While Jonestown as cultural “artifact” is perversely sexy—the object of near
necrophilic projection and fantasy—Peoples Temple is a historical stepchild; its
legacy an unwelcome reflection of the race, gender and class divide in “New Jim
Crow” America. The inequitable conditions that compelled black women to commit
their lives to the church and its mission are still relevant today.
Founded
by Jones in Indianapolis in the 1950s, Peoples Temple was initially a
Pentecostal congregation. Early on, Jones
actively recruited African American parishioners, arousing the ire of the white
Indianapolis religious establishment. African Americans played a key role in
the church’s growth as a social welfare provider for the poor, elderly and
indigent. Jones’ social gospel message dovetailed with that of the civil rights
movement, attracting elderly black women members like sisters Zipporah and
Hyacinth Thrash (the only survivor left at Jonestown the morning after the
massacre). Through their wages, Social Security benefits and property, black
women provided the economic base of Peoples Temple, as well as Jonestown.

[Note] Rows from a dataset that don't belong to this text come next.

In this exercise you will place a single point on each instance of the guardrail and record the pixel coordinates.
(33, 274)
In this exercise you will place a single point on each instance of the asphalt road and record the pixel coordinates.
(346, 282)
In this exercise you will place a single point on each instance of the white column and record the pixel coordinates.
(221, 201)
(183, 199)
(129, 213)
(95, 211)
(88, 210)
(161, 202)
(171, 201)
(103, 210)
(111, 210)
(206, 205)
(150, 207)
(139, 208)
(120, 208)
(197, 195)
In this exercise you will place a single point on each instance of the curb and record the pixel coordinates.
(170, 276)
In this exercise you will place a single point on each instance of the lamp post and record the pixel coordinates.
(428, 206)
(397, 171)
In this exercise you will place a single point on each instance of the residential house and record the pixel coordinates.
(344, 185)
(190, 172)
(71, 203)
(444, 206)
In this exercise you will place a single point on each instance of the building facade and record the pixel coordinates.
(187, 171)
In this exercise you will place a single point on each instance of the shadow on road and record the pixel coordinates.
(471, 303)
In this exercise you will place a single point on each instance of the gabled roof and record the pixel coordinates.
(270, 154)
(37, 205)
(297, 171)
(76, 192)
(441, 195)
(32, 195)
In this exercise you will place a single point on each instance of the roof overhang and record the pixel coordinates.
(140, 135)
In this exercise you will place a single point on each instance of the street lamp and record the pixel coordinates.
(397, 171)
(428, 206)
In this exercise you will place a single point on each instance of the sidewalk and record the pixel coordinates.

When Jones prophesied nuclear holocaust in
the sixties he relocated the congregation to California, establishing a churches
in Ukiah, Los Angeles and San Francisco. Settling in San Francisco’s
predominantly African American Fillmore District, the church took on
gentrifying developers and challenged the city’s attempts to push out poor
people of color through eminent domain. Ditching
old school Pentecostalism for a secular “apostolic” socialism, Jones actively
courted the Bay Area liberal political establishment, and Temple members’ votes
reputedly helped
George Moscone’s 1975 mayoral victory.
Yet,
although there have been numerous portrayals of PT’s shrewd politicking, the racial
politics of gender in the movement have gotten relatively short shrift. In my book White Nights, Black Paradise, Peoples Temple is not only symbolic
of progressive black social gospel traditions but of a racially divided secular
women’s movement. It is no secret that
white women called the shots in Peoples Temple and that their leadership was
resented by some of the black rank and file.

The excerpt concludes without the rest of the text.